The Department of Health and Human Services in January announced a timeline to move the Medicare program toward paying providers based on the quality, rather than the quantity, of care.
The HHS set a goal of tying 30 percent of fee-for-service payments to quality or value through alternative payment models, where the provider is responsible for the total cost of care, by the end of 2016.
The CMS needs to decide the role of MA in this goal, as it's important to have alignment across payers, Cavanaugh said.
In addition, the Medicare Access and CHIP Reauthorization Act of 2015 (MACRA), which replaced the sustainable growth rate formula with alternative payment models for physician Medicare payments, has a similar requirement.
The law requires that by July 2016, the CMS report to Congress on “how we align what is happening in Medicare fee-for-service alternative payment models with what's going on in Medicare Advantage,” Cavanaugh said.
The agency will be asking for suggestions from the industry, he said.

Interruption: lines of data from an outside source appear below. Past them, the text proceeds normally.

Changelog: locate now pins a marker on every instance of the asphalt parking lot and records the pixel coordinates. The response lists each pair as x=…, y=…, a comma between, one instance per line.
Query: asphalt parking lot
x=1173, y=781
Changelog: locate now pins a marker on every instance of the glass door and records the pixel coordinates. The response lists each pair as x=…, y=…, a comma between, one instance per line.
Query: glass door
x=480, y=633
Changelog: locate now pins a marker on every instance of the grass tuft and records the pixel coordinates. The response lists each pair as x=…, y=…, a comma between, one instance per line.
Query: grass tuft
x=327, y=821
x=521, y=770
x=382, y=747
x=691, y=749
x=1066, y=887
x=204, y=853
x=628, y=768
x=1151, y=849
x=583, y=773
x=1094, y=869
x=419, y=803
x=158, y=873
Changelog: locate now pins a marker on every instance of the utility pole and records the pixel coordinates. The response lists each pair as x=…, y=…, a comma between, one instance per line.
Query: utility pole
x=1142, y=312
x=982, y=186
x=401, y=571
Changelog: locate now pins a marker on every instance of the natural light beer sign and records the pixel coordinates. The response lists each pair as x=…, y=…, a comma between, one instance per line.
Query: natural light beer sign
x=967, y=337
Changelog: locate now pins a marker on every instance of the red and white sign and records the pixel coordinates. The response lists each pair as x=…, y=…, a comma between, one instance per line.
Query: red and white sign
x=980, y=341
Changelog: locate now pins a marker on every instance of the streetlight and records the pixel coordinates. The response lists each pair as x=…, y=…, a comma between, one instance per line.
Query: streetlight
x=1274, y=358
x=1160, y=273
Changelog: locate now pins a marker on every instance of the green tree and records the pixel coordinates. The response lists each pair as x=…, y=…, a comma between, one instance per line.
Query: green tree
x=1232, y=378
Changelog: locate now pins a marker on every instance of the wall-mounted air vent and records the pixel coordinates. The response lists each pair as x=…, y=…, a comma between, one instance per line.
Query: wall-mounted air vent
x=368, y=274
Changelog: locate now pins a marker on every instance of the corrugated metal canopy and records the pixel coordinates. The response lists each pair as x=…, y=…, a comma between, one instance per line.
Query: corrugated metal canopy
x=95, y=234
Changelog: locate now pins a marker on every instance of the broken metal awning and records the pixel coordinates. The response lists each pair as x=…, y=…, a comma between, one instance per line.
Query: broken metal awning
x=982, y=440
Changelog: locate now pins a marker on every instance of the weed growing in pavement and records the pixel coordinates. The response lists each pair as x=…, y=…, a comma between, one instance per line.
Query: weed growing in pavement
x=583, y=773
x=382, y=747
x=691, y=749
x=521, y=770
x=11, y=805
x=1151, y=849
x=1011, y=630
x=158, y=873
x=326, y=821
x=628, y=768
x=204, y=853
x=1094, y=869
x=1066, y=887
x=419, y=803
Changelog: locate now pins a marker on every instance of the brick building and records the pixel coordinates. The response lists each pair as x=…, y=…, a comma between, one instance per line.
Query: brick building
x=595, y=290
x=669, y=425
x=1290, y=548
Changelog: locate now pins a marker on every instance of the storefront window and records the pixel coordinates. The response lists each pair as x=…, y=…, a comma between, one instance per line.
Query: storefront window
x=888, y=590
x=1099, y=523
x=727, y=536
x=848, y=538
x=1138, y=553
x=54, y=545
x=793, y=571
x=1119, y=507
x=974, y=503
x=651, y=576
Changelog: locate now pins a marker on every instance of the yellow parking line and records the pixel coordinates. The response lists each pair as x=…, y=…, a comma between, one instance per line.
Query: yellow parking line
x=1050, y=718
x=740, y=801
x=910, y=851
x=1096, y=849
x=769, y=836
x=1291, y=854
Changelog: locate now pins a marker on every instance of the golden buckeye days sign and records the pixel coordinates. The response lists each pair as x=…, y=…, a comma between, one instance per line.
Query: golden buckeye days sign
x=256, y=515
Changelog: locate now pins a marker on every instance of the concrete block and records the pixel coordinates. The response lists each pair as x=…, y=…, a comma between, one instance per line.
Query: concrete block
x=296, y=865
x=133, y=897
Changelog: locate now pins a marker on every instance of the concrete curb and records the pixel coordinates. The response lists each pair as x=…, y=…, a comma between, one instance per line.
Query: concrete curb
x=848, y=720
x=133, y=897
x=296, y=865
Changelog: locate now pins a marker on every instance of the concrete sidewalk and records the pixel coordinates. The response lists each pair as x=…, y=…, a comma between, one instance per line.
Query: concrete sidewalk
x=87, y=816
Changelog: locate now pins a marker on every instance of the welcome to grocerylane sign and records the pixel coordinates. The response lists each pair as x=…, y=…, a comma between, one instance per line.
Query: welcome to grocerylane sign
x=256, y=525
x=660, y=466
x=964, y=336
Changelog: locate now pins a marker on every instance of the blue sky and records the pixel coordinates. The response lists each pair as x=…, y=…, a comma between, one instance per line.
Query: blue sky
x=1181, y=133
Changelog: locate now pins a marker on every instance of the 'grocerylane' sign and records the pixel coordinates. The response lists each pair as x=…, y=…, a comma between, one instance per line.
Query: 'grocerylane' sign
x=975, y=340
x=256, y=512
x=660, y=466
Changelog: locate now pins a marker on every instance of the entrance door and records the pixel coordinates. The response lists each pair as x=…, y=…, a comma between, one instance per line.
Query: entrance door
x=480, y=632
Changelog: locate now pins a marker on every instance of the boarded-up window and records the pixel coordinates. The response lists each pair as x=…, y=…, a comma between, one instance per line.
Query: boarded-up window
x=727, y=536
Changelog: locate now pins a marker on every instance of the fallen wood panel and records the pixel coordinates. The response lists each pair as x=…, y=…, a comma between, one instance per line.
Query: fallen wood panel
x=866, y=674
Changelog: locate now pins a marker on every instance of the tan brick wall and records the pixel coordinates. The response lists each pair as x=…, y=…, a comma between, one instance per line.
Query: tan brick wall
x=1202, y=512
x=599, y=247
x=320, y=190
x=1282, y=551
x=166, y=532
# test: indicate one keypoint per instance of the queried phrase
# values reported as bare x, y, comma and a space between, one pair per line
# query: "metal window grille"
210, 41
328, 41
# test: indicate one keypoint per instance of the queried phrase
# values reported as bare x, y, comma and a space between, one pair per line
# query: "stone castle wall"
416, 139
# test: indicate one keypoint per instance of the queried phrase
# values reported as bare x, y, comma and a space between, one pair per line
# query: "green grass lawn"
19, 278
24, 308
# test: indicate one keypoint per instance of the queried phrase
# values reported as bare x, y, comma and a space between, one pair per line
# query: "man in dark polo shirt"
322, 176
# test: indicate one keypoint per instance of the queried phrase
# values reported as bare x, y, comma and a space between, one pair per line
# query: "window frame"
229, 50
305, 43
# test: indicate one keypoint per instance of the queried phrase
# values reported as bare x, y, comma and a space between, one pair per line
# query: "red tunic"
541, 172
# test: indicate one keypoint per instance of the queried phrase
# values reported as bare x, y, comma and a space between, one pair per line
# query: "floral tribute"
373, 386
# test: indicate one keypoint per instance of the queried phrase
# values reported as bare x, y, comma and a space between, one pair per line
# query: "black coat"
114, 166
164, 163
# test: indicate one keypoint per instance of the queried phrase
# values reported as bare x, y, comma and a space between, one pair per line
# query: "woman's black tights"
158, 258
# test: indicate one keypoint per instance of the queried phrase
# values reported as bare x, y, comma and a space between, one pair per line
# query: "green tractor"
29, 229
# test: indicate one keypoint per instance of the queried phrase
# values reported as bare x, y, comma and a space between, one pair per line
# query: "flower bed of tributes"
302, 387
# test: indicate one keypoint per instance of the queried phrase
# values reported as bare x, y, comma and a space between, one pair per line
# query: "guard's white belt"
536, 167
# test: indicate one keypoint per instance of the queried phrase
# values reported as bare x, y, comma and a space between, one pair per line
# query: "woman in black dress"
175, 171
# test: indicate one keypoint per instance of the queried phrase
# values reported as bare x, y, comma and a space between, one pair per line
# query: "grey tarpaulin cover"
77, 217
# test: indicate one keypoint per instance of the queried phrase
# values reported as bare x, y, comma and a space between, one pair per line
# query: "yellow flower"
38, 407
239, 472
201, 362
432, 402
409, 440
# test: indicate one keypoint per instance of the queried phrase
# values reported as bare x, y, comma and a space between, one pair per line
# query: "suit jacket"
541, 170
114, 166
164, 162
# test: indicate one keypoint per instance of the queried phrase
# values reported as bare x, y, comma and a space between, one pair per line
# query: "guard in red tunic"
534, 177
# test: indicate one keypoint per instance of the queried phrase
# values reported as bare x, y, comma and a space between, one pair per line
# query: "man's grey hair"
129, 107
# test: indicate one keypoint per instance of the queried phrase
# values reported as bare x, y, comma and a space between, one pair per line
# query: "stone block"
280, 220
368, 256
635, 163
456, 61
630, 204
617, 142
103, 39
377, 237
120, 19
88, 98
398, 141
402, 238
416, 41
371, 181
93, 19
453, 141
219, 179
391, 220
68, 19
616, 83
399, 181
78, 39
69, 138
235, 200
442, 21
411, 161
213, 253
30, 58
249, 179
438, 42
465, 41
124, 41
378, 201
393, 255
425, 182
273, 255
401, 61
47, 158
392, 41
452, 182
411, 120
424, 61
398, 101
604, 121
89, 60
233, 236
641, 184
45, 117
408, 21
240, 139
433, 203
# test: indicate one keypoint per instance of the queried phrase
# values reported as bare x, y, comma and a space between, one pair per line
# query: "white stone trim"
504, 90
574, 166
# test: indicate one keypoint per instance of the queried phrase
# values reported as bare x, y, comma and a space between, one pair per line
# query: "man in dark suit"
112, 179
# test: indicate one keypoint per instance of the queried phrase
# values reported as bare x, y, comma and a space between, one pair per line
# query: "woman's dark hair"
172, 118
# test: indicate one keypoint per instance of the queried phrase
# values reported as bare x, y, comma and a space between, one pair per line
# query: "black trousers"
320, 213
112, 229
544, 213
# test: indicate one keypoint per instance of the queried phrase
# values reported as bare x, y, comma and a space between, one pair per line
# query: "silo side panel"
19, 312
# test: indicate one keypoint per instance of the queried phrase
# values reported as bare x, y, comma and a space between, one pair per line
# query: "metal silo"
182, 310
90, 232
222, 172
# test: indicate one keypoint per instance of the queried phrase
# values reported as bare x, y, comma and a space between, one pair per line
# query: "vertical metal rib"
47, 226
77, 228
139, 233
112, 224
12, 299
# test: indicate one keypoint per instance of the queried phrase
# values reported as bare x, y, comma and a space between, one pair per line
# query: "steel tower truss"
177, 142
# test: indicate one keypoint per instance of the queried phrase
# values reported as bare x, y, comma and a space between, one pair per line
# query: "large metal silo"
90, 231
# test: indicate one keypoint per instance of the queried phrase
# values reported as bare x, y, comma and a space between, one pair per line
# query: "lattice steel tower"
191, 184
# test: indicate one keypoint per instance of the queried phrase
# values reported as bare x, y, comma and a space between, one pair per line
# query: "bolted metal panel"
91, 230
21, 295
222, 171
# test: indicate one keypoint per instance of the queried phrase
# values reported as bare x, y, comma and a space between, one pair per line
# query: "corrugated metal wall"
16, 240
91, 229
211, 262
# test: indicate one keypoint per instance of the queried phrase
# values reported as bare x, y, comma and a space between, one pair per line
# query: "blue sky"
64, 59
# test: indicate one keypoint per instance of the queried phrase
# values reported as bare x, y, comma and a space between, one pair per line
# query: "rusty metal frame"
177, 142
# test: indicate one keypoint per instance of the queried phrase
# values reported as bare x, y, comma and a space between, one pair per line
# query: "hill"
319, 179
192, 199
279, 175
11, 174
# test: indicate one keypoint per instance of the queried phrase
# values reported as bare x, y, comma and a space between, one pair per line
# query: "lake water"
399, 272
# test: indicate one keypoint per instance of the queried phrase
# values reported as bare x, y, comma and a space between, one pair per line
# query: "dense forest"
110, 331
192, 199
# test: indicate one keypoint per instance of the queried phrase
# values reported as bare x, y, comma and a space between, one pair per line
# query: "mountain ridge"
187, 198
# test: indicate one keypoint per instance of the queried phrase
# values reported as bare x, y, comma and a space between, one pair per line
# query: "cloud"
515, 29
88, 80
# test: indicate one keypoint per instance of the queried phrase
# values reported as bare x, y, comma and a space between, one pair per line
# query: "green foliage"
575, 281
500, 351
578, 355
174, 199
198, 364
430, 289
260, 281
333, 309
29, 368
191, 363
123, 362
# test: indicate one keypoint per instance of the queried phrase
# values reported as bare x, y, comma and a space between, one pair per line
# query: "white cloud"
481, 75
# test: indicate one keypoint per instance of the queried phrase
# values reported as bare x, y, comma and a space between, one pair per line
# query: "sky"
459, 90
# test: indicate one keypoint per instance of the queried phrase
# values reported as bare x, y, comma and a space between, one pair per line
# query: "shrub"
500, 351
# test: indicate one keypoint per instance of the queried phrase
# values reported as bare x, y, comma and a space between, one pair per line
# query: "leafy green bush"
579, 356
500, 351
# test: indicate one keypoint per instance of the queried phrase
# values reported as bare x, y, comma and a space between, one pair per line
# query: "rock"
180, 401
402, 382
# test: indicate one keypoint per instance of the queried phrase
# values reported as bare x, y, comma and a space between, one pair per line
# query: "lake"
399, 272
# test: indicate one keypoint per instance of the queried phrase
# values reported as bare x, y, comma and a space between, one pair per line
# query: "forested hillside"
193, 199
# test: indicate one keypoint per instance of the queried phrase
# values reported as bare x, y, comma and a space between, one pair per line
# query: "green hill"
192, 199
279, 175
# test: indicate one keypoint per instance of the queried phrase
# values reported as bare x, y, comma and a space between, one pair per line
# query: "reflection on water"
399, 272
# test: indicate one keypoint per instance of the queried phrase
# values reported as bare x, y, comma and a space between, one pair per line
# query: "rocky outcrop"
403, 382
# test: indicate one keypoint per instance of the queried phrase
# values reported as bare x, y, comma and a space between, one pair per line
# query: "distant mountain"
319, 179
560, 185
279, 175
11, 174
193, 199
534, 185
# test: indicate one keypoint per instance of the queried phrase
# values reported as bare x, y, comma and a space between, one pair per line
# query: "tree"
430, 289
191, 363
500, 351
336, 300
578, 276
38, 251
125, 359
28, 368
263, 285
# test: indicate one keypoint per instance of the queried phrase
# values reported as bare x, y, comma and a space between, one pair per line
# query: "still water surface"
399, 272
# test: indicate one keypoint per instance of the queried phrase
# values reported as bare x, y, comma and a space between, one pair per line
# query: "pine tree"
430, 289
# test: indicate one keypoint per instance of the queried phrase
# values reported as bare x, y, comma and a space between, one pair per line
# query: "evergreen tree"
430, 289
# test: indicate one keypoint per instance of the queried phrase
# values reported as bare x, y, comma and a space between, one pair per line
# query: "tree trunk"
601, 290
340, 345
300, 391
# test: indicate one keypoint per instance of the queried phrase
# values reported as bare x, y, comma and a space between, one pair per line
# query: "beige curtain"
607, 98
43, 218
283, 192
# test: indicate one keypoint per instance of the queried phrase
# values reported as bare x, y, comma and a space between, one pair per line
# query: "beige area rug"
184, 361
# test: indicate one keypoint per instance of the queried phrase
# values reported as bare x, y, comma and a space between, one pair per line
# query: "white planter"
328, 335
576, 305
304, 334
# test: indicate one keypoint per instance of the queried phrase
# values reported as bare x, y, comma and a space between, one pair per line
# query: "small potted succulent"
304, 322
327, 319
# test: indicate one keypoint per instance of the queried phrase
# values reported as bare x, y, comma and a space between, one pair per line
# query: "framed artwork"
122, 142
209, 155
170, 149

Asked about a recent Government Accountability Office report that criticized the CMS's oversight over the adequacy of MA plan medical networks, Cavanaugh said the agency has “taken some steps internally so we can enforce our provider network adequacy rules more frequently.”
He cited the possibility of having one place in which physicians could report their status in various MA plan networks.
However, he added, “when you consider the number of plans, the difference in markets and the number of things a network has to be adequate for, it's remarkable how well it does work.”